Prior to the cosmos of ISO 8859-ii in 1987, users of various calculating platforms used their own graphic symbol encodings such as AmigaPL on Amiga, Atari Club on Atari ST and Masovia, IBM CP852, Mazovia and Windows CP1250 on IBM PCs. Polish companies selling early DOS computers created their own mutually-incompatible means to encode Shine characters and simply reprogrammed the EPROMs of the video cards (typically CGA, EGA, or Hercules) to provide hardware code pages with the needed glyphs for Polish—arbitrarily located without reference to where other figurer sellers had placed them.

The situation began to improve when, afterwards pressure level from academic and user groups, ISO 8859-2 succeeded every bit the "Internet standard" with limited support of the ascendant vendors' software (today largely replaced by Unicode). With the numerous problems acquired by the variety of encodings, fifty-fifty today some users tend to refer to Shine diacritical characters as krzaczki ([kshach-kih], lit. "petty shrubs").

Russian and other Cyrillic alphabets [edit]

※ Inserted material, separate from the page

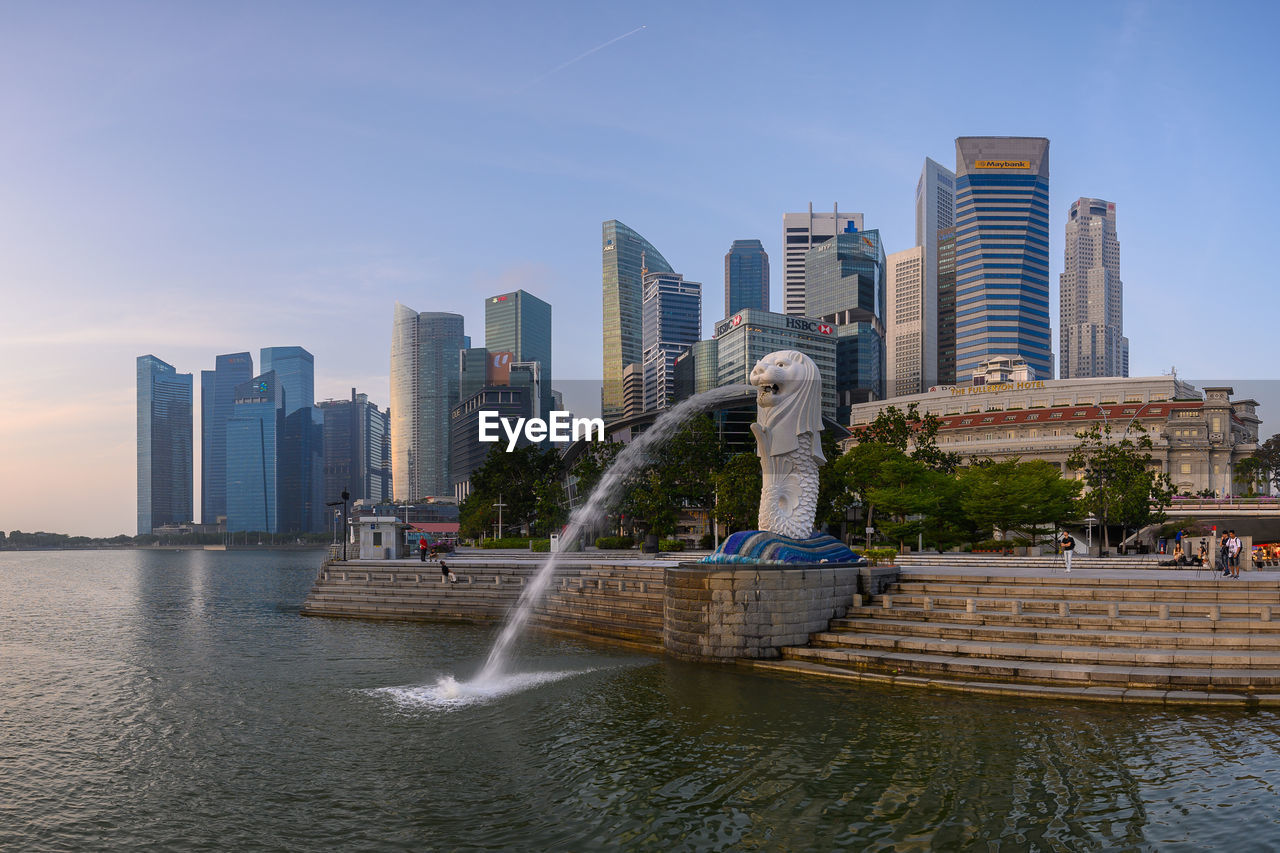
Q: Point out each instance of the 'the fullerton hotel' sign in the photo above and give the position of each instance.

Mojibake may be colloquially called krakozyabry ( кракозя́бры [krɐkɐˈzʲæbrɪ̈]) in Russian, which was and remains complicated by several systems for encoding Cyrillic.[6] The Soviet Union and early Russia developed KOI encodings ( Kod Obmena Informatsiey , Код Обмена Информацией , which translates to "Lawmaking for Information Exchange"). This began with Cyrillic-simply 7-bit KOI7, based on ASCII but with Latin and some other characters replaced with Cyrillic letters. Then came viii-bit KOI8 encoding that is an ASCII extension which encodes Cyrillic letters merely with loftier-bit prepare octets respective to seven-bit codes from KOI7. It is for this reason that KOI8 text, fifty-fifty Russian, remains partially readable afterwards stripping the eighth flake, which was considered as a major reward in the historic period of 8BITMIME-unaware e-mail systems. For example, words " Школа русского языка " shkola russkogo yazyka , encoded in KOI8 and then passed through the high bit stripping process, end upwards rendered as "[KOLA RUSSKOGO qZYKA". Eventually KOI8 gained unlike flavors for Russian and Bulgarian (KOI8-R), Ukrainian (KOI8-U), Belarusian (KOI8-RU) and even Tajik (KOI8-T).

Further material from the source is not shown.